Eine Welt zu gewinnen
Wie weiter? Das Personal des CHUV in Lausanne macht es vor. Streiks sind seit jeher ein wichtiges Mittel, um den Forderungen Nachdruck zu verleihen und durchzusetzen. Erst recht dann, wenn diverse andere Mittel wie Petitionen, Gespräche und Verhandlungen bereits ausgeschöpft wurden, sich aber als nutzlos erwiesen.
Der Streik in Lausanne darf daher nicht ein isolierter Einzelfall bleiben.

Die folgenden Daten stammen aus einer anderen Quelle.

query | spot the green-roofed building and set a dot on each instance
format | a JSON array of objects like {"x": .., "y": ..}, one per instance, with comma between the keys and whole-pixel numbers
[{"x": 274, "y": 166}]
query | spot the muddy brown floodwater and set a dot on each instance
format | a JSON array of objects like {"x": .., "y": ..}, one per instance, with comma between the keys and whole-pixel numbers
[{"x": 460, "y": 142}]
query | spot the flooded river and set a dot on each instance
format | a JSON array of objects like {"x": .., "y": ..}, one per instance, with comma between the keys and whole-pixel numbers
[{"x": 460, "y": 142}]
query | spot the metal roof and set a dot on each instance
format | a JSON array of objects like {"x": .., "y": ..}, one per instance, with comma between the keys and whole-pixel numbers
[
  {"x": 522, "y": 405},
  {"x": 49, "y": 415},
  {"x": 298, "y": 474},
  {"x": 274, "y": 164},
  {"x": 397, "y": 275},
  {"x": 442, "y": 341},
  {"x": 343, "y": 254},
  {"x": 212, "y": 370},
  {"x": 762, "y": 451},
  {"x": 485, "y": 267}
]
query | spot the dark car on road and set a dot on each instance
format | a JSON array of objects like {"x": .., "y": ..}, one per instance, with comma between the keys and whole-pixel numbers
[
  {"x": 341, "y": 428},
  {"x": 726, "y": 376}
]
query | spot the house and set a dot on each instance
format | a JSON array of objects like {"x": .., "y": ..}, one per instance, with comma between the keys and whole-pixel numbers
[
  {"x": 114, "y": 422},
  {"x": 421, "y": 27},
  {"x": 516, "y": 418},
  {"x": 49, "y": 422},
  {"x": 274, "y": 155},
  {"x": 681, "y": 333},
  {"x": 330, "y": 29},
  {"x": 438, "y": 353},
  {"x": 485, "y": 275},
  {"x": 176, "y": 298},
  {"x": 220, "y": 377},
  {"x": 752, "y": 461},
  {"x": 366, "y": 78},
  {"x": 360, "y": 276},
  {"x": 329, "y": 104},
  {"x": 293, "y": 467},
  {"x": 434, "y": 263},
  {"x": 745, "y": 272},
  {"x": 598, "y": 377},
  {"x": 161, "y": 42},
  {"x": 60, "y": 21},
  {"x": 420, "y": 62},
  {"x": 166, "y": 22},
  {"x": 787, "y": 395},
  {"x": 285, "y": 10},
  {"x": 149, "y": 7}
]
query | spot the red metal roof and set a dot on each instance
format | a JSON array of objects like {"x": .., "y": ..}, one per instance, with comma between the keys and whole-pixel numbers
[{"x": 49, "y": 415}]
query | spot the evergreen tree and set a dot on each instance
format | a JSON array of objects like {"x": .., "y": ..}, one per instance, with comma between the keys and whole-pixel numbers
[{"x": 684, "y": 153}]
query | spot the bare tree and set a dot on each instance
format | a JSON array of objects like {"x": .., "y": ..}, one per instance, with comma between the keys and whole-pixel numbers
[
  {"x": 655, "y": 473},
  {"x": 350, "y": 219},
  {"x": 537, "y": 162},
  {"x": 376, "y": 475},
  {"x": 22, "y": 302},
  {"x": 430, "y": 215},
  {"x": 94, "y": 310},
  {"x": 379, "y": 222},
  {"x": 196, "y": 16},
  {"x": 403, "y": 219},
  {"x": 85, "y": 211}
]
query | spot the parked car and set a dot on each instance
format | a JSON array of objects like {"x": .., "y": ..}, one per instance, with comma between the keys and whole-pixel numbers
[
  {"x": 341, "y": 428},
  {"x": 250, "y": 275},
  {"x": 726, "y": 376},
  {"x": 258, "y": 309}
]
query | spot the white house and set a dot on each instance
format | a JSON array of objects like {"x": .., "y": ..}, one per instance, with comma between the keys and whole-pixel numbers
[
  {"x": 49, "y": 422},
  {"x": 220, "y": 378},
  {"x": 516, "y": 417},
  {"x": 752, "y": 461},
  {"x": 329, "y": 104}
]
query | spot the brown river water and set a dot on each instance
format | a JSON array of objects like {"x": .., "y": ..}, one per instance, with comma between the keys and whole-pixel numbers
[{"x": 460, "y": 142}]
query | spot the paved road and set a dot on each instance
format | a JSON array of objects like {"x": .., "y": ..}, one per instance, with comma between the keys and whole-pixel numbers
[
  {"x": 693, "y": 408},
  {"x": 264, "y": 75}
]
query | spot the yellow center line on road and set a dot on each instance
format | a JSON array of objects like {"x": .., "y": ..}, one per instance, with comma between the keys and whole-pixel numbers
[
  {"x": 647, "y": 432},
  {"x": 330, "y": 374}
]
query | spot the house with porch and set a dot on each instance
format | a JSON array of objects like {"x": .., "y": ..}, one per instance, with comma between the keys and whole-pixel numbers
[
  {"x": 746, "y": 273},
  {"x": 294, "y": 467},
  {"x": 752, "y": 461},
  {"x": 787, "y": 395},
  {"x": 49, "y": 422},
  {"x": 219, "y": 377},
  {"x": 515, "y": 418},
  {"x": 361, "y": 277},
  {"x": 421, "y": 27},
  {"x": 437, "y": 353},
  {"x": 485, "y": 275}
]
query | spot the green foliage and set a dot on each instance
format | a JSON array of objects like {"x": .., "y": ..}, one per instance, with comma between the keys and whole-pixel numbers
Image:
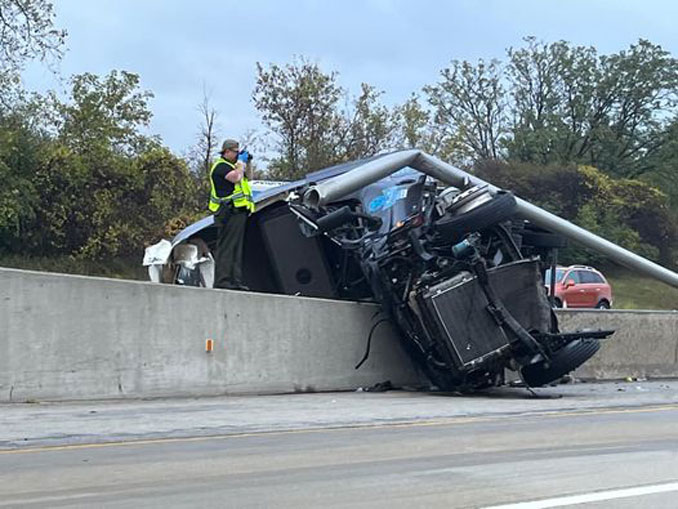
[
  {"x": 627, "y": 212},
  {"x": 105, "y": 115},
  {"x": 572, "y": 105},
  {"x": 94, "y": 187},
  {"x": 469, "y": 106}
]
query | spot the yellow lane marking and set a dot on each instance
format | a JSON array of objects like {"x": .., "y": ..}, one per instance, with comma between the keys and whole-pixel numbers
[{"x": 405, "y": 424}]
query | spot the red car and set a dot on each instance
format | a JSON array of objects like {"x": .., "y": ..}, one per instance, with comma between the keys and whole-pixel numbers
[{"x": 579, "y": 286}]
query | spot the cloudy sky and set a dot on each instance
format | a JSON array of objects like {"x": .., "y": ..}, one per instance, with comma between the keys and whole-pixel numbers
[{"x": 179, "y": 47}]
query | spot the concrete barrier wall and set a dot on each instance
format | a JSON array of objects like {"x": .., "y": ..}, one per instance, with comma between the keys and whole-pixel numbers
[
  {"x": 73, "y": 337},
  {"x": 645, "y": 343}
]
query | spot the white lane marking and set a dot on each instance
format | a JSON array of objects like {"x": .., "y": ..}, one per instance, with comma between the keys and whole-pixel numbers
[{"x": 591, "y": 497}]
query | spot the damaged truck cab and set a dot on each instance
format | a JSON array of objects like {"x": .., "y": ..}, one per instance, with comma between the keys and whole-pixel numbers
[{"x": 444, "y": 263}]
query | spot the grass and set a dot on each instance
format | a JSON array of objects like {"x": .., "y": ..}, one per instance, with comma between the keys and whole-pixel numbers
[{"x": 632, "y": 291}]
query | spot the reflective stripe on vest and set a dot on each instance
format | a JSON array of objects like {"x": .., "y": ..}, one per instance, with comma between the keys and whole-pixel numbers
[{"x": 240, "y": 197}]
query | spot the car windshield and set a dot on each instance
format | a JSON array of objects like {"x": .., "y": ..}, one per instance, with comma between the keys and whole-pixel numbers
[{"x": 559, "y": 275}]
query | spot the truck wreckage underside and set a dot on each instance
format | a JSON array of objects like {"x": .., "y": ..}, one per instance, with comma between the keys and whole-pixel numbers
[{"x": 452, "y": 267}]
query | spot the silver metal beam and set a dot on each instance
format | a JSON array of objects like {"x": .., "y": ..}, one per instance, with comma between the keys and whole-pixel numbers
[{"x": 337, "y": 187}]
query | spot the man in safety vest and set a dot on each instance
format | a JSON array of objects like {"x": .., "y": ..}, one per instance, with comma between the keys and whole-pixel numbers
[{"x": 231, "y": 202}]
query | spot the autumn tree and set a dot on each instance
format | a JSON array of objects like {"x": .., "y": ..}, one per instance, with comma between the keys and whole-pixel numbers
[
  {"x": 302, "y": 107},
  {"x": 27, "y": 32},
  {"x": 469, "y": 102}
]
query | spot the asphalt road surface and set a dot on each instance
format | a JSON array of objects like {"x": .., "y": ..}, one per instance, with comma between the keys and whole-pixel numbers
[{"x": 588, "y": 450}]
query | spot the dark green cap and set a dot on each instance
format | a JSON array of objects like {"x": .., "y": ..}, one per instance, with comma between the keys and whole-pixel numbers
[{"x": 230, "y": 145}]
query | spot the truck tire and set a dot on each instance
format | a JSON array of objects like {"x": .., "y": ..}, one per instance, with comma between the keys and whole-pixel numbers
[
  {"x": 567, "y": 359},
  {"x": 500, "y": 208}
]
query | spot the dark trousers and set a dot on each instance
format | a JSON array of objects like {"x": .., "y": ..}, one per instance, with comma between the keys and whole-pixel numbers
[{"x": 231, "y": 222}]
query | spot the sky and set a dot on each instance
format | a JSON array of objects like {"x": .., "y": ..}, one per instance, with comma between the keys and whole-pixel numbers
[{"x": 181, "y": 48}]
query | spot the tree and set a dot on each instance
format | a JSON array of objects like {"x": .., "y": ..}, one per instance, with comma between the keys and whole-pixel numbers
[
  {"x": 208, "y": 137},
  {"x": 298, "y": 104},
  {"x": 418, "y": 127},
  {"x": 26, "y": 32},
  {"x": 470, "y": 102},
  {"x": 571, "y": 104},
  {"x": 301, "y": 105},
  {"x": 105, "y": 114}
]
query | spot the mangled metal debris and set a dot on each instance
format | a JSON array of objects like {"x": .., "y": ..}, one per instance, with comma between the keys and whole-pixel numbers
[{"x": 445, "y": 264}]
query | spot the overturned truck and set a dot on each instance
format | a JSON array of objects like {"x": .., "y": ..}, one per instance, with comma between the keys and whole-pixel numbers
[{"x": 449, "y": 258}]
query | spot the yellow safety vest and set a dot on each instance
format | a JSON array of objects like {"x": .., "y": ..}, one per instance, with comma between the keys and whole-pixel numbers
[{"x": 241, "y": 195}]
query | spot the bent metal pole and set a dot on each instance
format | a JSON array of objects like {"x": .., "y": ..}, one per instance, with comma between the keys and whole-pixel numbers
[
  {"x": 551, "y": 222},
  {"x": 380, "y": 167}
]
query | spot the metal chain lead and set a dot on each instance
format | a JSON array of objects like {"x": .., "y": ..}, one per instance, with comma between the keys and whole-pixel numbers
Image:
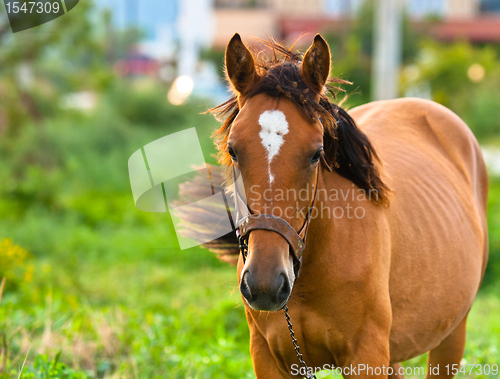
[{"x": 295, "y": 344}]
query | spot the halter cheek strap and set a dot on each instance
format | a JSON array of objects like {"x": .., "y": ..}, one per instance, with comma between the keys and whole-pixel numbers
[{"x": 246, "y": 222}]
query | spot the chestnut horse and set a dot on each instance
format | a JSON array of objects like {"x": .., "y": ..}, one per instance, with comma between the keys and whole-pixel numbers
[{"x": 397, "y": 241}]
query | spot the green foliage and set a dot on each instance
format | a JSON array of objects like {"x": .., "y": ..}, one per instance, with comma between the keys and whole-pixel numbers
[
  {"x": 492, "y": 275},
  {"x": 45, "y": 369},
  {"x": 444, "y": 68}
]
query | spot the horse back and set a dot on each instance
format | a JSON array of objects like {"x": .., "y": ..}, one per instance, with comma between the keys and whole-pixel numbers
[{"x": 433, "y": 164}]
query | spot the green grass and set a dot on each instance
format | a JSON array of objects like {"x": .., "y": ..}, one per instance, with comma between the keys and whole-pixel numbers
[{"x": 104, "y": 288}]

Dieser Arbeitskampf soll und muss als Startschuss einer Reihe von Streiks zur kompletten Umstrukturierung des Gesundheitssystems dienen. Dazu nötig ist eine interprofessionelle Koordination, welche nur durch die gewerkschaftliche Organisation möglichst vieler Arbeitenden des Gesundheitswesens ermöglicht wird. Es braucht den Mut, sich gegen die Ausbeutung zu wehren. Nötig ist auch eine betriebs- und berufsübergreifend Solidarität, um eine grundlegende Veränderung anstreben zu können. Denn, wie schon Karl Marx sagte: «Die Arbeiter haben nichts zu verlieren, sondern eine Welt zu gewinnen.»